Abstract
Recessive diseases arise when both the maternal and the paternal copies of a gene are impacted by a damaging genetic variant in the affected individual. When a patient carries two different potentially causal variants in a gene for a given disorder, accurate diagnosis requires determining that these two variants occur on different copies of the chromosome (i.e., are in trans) rather than on the same copy (i.e. in cis). However, current approaches for determining phase, beyond parental testing, are limited in clinical settings. We developed a strategy for inferring phase for rare variant pairs within genes, leveraging genotypes observed in exome sequencing data from the Genome Aggregation Database (gnomAD v2, n=125,748). When applied to trio data where phase can be determined by transmission, our approach estimates phase with 95.7% accuracy and remains accurate even for very rare variants (allele frequency < 1×10−4). We also correctly phase 95.9% of variant pairs in a set of 293 patients with Mendelian conditions carrying presumed causal compound heterozygous variants. We provide a public resource of phasing estimates from gnomAD, including phasing estimates for coding variants across the genome and counts per gene of rare variants in trans, that can aid interpretation of rare co-occurring variants in the context of recessive disease.

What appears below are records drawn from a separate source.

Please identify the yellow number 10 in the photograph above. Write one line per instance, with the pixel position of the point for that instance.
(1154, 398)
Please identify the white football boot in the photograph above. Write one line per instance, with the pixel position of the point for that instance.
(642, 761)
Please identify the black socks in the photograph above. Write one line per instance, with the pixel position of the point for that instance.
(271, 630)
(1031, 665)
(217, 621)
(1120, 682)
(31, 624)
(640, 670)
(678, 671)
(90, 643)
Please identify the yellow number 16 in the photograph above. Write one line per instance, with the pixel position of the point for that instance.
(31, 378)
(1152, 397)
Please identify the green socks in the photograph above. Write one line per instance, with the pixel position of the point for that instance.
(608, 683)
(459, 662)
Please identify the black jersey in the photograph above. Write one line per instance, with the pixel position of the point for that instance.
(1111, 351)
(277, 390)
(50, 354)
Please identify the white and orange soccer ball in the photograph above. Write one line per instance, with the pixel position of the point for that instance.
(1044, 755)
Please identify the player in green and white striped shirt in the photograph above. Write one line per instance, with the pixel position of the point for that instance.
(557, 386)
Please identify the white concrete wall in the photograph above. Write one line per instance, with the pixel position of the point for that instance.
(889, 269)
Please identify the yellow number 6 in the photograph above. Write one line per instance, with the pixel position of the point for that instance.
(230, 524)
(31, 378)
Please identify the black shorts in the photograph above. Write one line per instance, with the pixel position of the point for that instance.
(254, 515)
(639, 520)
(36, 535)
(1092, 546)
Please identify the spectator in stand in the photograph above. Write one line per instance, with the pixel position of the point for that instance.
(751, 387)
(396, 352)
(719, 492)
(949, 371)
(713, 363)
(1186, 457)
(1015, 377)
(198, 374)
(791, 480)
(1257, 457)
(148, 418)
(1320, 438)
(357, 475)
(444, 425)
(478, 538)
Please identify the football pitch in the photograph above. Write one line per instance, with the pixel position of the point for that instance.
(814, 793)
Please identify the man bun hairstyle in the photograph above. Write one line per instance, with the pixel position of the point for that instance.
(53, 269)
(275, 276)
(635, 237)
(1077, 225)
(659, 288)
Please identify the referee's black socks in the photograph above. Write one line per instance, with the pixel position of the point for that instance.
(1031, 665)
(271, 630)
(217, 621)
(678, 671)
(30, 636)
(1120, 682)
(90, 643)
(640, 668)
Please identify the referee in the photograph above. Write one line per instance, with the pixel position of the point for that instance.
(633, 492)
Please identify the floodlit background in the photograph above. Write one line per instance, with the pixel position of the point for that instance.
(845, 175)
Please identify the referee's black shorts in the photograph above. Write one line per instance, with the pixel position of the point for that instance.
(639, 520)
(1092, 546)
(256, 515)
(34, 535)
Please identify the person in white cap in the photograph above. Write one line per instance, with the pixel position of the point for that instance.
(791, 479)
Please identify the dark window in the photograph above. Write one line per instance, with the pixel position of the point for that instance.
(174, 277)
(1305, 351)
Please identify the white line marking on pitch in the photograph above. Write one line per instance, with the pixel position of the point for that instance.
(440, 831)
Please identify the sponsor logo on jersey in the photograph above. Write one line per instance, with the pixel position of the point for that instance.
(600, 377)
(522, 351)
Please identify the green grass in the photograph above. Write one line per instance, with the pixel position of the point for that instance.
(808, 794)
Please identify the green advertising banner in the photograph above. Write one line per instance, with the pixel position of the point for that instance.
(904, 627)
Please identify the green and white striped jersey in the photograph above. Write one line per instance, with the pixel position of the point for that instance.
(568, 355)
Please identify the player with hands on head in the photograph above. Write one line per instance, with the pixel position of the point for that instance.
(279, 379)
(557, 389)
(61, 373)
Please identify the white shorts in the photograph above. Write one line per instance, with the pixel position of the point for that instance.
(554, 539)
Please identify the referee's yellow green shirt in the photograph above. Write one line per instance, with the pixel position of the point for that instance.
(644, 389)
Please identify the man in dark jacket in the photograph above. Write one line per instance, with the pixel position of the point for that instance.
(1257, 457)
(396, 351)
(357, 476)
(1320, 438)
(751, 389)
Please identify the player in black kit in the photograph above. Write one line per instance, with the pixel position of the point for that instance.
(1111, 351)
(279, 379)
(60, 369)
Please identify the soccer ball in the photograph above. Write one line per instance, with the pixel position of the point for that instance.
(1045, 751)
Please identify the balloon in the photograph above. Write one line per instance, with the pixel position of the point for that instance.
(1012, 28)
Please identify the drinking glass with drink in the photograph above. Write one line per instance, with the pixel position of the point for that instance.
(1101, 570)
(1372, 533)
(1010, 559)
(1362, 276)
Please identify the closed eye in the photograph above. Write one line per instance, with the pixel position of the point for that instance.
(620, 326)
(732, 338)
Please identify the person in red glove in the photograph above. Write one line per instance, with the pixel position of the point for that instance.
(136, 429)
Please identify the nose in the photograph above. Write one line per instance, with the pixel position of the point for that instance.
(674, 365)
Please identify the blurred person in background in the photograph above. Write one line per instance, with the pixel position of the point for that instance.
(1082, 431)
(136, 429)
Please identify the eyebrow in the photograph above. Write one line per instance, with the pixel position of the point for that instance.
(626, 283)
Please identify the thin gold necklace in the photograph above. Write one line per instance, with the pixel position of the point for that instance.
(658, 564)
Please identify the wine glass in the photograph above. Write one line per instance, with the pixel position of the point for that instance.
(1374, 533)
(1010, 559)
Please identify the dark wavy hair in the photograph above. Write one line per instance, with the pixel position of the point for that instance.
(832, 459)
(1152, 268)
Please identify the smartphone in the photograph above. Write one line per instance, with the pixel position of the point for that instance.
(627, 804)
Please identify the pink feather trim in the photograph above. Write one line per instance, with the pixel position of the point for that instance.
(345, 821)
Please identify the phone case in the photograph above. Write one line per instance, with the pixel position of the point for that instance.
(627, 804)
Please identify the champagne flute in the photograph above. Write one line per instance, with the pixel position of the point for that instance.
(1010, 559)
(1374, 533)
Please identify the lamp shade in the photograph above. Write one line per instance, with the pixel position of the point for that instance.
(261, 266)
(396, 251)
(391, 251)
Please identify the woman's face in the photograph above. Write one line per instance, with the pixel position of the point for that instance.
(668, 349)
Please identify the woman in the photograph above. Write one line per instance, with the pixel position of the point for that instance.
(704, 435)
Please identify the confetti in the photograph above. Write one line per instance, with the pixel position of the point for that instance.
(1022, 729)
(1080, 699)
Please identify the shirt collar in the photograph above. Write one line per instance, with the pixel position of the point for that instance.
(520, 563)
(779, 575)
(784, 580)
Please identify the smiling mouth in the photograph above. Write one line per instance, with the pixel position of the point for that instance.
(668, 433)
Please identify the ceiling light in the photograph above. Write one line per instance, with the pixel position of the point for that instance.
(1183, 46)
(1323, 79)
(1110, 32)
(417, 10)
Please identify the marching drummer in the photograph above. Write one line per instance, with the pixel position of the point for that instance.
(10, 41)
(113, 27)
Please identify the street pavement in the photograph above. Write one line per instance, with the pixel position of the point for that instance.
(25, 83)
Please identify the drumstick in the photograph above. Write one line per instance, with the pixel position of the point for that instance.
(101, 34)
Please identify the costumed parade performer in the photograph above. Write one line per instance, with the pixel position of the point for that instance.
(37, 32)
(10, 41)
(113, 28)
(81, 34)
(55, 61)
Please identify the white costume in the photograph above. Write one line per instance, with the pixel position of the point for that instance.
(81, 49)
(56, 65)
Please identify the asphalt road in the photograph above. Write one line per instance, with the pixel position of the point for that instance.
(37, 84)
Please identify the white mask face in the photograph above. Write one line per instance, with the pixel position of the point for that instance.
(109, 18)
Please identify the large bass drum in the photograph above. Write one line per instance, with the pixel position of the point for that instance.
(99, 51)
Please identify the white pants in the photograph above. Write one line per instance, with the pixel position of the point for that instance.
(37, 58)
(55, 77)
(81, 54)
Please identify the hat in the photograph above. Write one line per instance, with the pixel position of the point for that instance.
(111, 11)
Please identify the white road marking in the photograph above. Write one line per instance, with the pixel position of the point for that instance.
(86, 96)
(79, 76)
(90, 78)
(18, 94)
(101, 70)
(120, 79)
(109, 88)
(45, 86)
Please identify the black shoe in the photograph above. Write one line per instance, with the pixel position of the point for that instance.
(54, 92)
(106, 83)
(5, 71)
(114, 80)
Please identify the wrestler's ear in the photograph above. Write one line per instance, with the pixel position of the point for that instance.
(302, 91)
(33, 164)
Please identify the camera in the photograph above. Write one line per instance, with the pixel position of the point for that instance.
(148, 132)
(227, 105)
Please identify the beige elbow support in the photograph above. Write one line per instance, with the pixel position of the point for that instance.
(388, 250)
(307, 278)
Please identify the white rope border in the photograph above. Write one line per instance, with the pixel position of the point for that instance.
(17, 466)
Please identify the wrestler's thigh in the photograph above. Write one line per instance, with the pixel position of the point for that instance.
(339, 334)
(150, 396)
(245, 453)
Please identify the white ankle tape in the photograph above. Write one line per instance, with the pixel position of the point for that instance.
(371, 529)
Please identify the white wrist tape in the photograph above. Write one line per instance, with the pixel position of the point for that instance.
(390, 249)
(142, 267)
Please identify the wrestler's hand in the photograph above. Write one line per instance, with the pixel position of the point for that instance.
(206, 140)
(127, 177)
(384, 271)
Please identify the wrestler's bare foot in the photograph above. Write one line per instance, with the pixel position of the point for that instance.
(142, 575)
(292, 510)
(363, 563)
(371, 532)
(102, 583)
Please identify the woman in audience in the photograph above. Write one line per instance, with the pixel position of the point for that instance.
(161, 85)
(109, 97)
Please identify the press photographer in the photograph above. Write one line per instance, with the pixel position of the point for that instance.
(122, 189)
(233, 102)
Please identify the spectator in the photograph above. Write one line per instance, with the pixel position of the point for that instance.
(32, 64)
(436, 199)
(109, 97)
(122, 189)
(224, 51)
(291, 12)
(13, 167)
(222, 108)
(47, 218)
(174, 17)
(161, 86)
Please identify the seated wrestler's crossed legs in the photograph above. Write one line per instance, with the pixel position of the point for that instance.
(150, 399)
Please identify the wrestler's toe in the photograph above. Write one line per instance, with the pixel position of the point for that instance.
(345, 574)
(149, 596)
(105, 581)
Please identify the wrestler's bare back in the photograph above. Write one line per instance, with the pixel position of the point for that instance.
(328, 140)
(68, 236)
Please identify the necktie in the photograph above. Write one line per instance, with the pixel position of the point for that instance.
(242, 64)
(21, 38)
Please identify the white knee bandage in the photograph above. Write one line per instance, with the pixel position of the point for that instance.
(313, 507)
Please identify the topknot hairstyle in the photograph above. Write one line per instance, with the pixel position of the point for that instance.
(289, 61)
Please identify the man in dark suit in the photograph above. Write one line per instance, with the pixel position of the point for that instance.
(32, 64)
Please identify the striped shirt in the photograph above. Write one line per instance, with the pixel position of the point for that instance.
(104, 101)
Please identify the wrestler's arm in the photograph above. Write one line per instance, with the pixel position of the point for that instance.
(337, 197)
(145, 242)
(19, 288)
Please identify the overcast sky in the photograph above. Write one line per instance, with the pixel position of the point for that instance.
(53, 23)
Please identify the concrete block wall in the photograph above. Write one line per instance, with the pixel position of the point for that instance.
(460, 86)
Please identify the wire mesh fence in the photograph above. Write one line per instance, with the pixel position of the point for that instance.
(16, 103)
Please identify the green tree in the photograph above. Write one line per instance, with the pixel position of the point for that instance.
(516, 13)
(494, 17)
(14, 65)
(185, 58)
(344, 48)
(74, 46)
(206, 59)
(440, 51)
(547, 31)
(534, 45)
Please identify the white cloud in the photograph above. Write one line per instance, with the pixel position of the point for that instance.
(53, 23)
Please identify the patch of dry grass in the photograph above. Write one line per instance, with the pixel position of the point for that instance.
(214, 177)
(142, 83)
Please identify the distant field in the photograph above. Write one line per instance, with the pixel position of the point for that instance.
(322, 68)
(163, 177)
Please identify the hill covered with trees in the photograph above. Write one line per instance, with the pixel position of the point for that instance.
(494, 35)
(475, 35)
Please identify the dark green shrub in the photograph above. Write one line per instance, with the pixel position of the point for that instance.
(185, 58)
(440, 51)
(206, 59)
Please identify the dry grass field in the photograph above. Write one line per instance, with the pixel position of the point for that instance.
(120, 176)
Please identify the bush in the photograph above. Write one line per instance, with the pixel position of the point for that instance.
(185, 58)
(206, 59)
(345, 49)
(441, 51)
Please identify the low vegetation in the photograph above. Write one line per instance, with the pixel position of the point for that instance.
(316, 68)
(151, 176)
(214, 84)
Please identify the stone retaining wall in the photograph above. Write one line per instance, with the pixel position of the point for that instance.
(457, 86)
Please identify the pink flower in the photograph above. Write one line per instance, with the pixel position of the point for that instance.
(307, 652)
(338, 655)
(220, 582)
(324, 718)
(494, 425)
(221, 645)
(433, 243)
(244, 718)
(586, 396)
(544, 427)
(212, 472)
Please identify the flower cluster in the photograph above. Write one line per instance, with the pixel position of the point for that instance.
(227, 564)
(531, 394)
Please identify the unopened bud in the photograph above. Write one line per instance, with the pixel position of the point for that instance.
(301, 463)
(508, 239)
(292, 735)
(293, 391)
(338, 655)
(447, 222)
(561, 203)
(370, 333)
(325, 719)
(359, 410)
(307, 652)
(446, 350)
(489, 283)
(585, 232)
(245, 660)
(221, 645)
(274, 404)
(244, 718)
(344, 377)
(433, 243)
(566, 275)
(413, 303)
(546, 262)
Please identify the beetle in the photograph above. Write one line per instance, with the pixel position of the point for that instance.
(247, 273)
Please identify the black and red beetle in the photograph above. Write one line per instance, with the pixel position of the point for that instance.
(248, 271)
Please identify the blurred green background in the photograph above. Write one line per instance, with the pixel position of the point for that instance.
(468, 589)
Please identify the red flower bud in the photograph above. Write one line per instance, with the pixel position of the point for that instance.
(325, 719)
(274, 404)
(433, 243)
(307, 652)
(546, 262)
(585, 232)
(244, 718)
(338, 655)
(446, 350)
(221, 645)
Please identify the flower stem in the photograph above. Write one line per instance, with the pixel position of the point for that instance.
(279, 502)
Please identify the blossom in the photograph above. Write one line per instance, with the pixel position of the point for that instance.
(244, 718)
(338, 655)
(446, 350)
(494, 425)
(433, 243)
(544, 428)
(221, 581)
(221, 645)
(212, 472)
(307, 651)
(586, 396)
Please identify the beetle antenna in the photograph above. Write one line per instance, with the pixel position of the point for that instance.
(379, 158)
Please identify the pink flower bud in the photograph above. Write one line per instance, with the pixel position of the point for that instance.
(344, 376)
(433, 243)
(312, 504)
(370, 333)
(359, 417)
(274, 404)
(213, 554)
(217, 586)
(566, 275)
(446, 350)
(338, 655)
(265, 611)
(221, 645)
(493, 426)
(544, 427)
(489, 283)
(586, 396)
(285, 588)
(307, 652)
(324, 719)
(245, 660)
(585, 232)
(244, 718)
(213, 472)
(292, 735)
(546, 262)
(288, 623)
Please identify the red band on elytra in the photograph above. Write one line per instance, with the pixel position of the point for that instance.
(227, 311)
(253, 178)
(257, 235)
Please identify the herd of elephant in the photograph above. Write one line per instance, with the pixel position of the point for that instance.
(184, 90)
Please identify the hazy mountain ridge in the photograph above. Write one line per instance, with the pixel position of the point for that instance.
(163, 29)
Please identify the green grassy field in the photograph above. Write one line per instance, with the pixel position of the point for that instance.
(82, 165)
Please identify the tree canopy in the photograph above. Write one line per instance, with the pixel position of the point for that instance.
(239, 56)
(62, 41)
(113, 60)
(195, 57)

Competing Interest Statement
B.M.N. is a member of the scientific advisory board at Deep Genomics and Neumora, Inc. (f/k/a RBNC Therapeutics). H.L.R. has received support from Illumina and Microsoft to support rare disease gene discovery and diagnosis. M.J.D. is a founder of Maze Therapeutics and Neumora Therapeutics, Inc. (f/k/a RBNC Therapeutics). A.O.D.L. has consulted for Tome Biosciences and Ono Pharma USA Inc, and is member of the scientific advisory board for Congenica Inc and the Simons Foundation SPARK for Autism study. K.J.K. is a consultant for Tome Biosciences and Vor Biosciences, and a member of the Scientific Advisory Board of Nurture Genomics. D.G.M. is a paid advisor to GlaxoSmithKline, Insitro, Variant Bio and Overtone Therapeutics, and has received research support from AbbVie, Astellas, Biogen, BioMarin, Eisai, Google, Merck, Microsoft, Pfizer, and Sanofi-Genzyme. K.E.S. has received support from Microsoft for work related to rare disease diagnostics. The remaining authors declare no competing interests.
Footnotes
↵‡ List of authors and their affiliations appear at the end of the paper
We have modified our approach to define and evaluate the Ptrans thresholds used to predict whether a pair of variants is in cis or in trans, which led to slightly revised Ptrans thresholds. Notably, we found substantially improved accuracy with these new thresholds when using the cosmopolitan Ptrans estimates in individuals with inferred African genetic ancestry. However, we now have a slightly larger fraction of variants (6.2 to 8.3%) that fall into an intermediate Ptrans bin, and therefore cannot be confidently phased. Outside of these observations, the major results remain unchanged.